The bag should be submerged in cold tap water, changing the water every 30 minutes so it continues to thaw. Small packages of meat, poultry or seafood — about a pound — may thaw in an hour or less. A 3-to 4-pound package may take 2 to 3 hours. For whole turkeys, estimate about 30 minutes per pound. If thawed completely, the food must be cooked immediately. 

Foods thawed by the cold water method should be cooked before refreezing."_

http://www.fsis.usda.gov/Fact_Sheets/Big_Thaw/#2


~Martin


----------



## whittling chip (May 4, 2012)

Excellent! Thanks DigginDog.
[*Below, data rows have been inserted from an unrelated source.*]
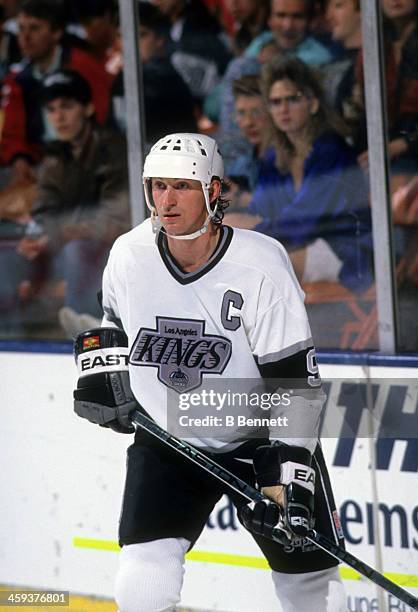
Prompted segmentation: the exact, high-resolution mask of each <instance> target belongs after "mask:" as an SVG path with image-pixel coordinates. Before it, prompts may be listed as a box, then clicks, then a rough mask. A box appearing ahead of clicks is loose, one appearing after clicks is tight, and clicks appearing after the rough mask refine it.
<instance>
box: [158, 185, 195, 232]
mask: <svg viewBox="0 0 418 612" xmlns="http://www.w3.org/2000/svg"><path fill="white" fill-rule="evenodd" d="M151 186H152V198H153V200H154V204H155V208H156V209H157V214H158V217H159V219H160V221H161V224H162V226H163V228H164V229H165V231H166V233H167V234H168V235H170V234H171V235H172V236H181V235H183V234H191V233H192V232H194V231H196V230H198V229H199V228H201V227H202V225H203V224H204V222H205V220H206V216H207V210H206V204H205V197H204V195H203V191H202V186H201V184H200V182H199V181H194V180H192V179H168V178H153V179H152V182H151Z"/></svg>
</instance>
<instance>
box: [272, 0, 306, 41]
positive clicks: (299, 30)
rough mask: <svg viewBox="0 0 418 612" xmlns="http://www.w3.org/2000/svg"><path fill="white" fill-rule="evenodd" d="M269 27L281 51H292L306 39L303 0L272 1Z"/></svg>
mask: <svg viewBox="0 0 418 612" xmlns="http://www.w3.org/2000/svg"><path fill="white" fill-rule="evenodd" d="M269 26H270V29H271V31H272V32H273V34H274V36H275V38H276V40H277V43H278V45H279V47H280V48H281V49H285V50H287V49H294V48H295V47H297V45H299V44H300V43H301V42H302V41H303V40H304V38H305V37H306V32H307V28H308V15H307V11H306V3H305V0H272V2H271V12H270V18H269Z"/></svg>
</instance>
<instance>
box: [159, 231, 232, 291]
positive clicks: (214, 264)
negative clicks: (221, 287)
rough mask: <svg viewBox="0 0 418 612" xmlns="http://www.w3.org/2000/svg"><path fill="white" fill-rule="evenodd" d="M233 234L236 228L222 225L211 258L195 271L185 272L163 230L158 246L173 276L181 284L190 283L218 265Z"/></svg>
mask: <svg viewBox="0 0 418 612" xmlns="http://www.w3.org/2000/svg"><path fill="white" fill-rule="evenodd" d="M233 234H234V230H233V229H232V227H229V226H228V225H221V227H220V232H219V240H218V244H217V245H216V248H215V250H214V252H213V253H212V255H211V257H210V259H209V260H208V261H207V262H206V263H205V264H203V266H200V268H198V269H197V270H194V272H184V270H182V269H181V268H180V266H179V265H178V263H177V262H176V260H175V259H174V257H173V256H172V255H171V253H170V251H169V249H168V245H167V236H166V235H165V234H164V233H163V232H159V234H158V238H157V246H158V250H159V252H160V255H161V259H162V260H163V262H164V264H165V267H166V268H167V270H168V271H169V272H170V274H171V276H173V277H174V278H175V279H176V281H177V282H179V283H180V284H181V285H188V284H189V283H193V282H194V281H196V280H198V279H199V278H201V277H202V276H204V275H205V274H207V273H208V272H209V271H210V270H212V268H213V267H214V266H216V264H217V263H218V261H220V260H221V259H222V257H223V256H224V255H225V253H226V251H227V250H228V247H229V245H230V244H231V240H232V236H233Z"/></svg>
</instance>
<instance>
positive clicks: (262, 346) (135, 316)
mask: <svg viewBox="0 0 418 612" xmlns="http://www.w3.org/2000/svg"><path fill="white" fill-rule="evenodd" d="M303 297H304V296H303V292H302V290H301V289H300V287H299V284H298V282H297V280H296V277H295V275H294V272H293V269H292V266H291V264H290V261H289V258H288V256H287V254H286V252H285V250H284V248H283V247H282V246H281V245H280V244H279V243H278V242H277V241H275V240H273V239H271V238H268V237H266V236H263V235H261V234H258V233H256V232H252V231H247V230H239V229H232V228H231V227H228V226H222V227H221V228H220V238H219V241H218V245H217V248H216V250H215V252H214V253H213V255H212V257H211V258H210V260H209V261H208V262H207V263H206V264H205V265H204V266H202V267H201V268H199V269H198V270H196V271H194V272H191V273H184V272H183V271H182V270H181V269H180V268H179V266H178V265H177V263H176V261H175V260H174V259H173V258H172V256H171V255H170V252H169V250H168V248H167V242H166V237H165V236H164V234H163V233H162V232H160V233H159V235H158V237H157V239H156V237H155V235H154V234H153V232H152V228H151V222H150V220H146V221H144V222H143V223H142V224H140V225H139V226H137V227H135V228H134V229H133V230H131V231H130V232H128V233H127V234H124V235H123V236H121V237H119V238H118V239H117V240H116V242H115V244H114V246H113V248H112V250H111V253H110V256H109V261H108V263H107V266H106V269H105V271H104V276H103V309H104V313H105V316H104V319H103V325H109V324H112V325H116V326H118V327H122V328H123V329H124V330H125V332H126V334H127V335H128V338H129V346H130V357H129V373H130V381H131V387H132V390H133V393H134V394H135V397H136V398H137V400H138V402H139V403H140V404H141V406H142V407H143V408H144V409H145V410H146V412H147V413H148V414H149V415H150V416H151V417H152V418H153V419H154V420H155V421H156V422H157V423H158V424H159V425H160V426H162V427H164V428H166V427H167V411H168V410H170V401H169V398H170V397H172V395H173V394H174V395H176V396H178V395H179V394H180V395H182V396H183V397H184V396H185V394H186V395H190V394H191V393H193V392H195V391H196V390H198V389H199V388H201V386H202V385H204V384H205V383H206V382H209V381H210V380H213V381H216V379H220V378H222V379H224V380H237V379H240V380H250V381H254V382H256V381H260V382H261V381H262V379H263V377H265V376H268V377H270V378H273V377H277V378H280V376H281V372H280V364H284V363H289V360H291V359H292V357H293V356H296V355H302V356H303V364H304V366H303V368H302V370H303V371H299V372H298V373H297V376H299V377H300V378H305V379H306V380H308V379H309V384H308V385H307V387H308V388H307V389H305V390H304V391H303V392H301V393H296V394H295V395H294V397H293V398H292V401H293V403H294V408H292V409H294V410H295V411H299V412H300V413H301V414H302V415H305V413H306V417H307V418H308V417H309V418H308V420H309V419H311V421H312V428H311V429H312V431H311V436H312V438H311V439H310V440H296V439H293V440H290V441H289V440H287V442H288V443H297V444H301V445H305V446H308V447H309V448H310V450H313V448H314V447H315V444H316V439H317V431H315V429H316V424H317V422H318V416H319V412H320V408H321V405H322V402H323V397H322V396H321V393H320V392H318V381H319V377H318V373H317V366H316V362H315V358H314V350H313V348H312V346H313V343H312V338H311V332H310V328H309V323H308V319H307V315H306V311H305V307H304V303H303ZM310 383H312V384H310ZM309 387H312V389H310V388H309ZM292 392H293V393H294V391H292ZM214 414H216V411H214ZM227 438H228V439H225V438H223V439H222V440H218V439H216V437H215V436H210V438H209V439H208V438H207V436H206V437H205V436H202V437H200V439H199V437H197V438H196V439H195V438H193V437H192V439H190V436H189V441H190V442H191V443H193V444H196V445H198V446H202V447H208V446H209V447H211V448H212V449H213V450H214V451H222V450H226V449H227V450H230V449H232V448H234V447H236V446H238V445H239V444H241V443H242V431H241V436H240V432H239V428H237V427H235V428H234V427H232V428H230V429H229V431H228V436H227ZM296 438H297V436H296Z"/></svg>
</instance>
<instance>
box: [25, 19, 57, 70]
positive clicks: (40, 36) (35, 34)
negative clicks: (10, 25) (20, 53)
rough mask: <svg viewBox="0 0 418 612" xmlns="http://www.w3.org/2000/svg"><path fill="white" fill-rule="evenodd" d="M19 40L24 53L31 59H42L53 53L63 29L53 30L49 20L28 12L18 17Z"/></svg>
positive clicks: (27, 58)
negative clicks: (44, 18)
mask: <svg viewBox="0 0 418 612" xmlns="http://www.w3.org/2000/svg"><path fill="white" fill-rule="evenodd" d="M17 23H18V27H19V33H18V42H19V47H20V51H21V53H22V55H23V56H24V57H26V58H27V59H29V60H31V61H35V62H37V61H41V60H43V59H45V58H47V57H48V56H49V55H51V53H53V51H54V49H55V47H56V45H57V44H58V42H59V40H60V38H61V35H62V31H61V30H52V29H51V26H50V24H49V22H48V21H46V20H45V19H37V18H36V17H32V16H31V15H26V13H19V15H18V17H17Z"/></svg>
I'll toss it back in the frig in the a.m. and start the method of thawing you described.

_" If thawed completely, the food must be cooked immediately"_

I can time it so I can immediately put it on the smoker.

It's a timing thing!

Thanks so much,

WC


----------



## smoke king (May 4, 2012)

WC,

You can start the thawing process by using the method suggested by Digg, but put it in your fridge all night.  When you wake up there will likely be some ice in the water since the cold transferred from the butt to the water.  Just change the water and then follow Digg's method.  You total time thawing tomorrow will be less.


----------



## chef jimmyj (May 4, 2012)

Take it one step further...Have Cold water slowly Running into the container and overflowing into your sink...The continuous Convection will speed the thawing process...JJ


----------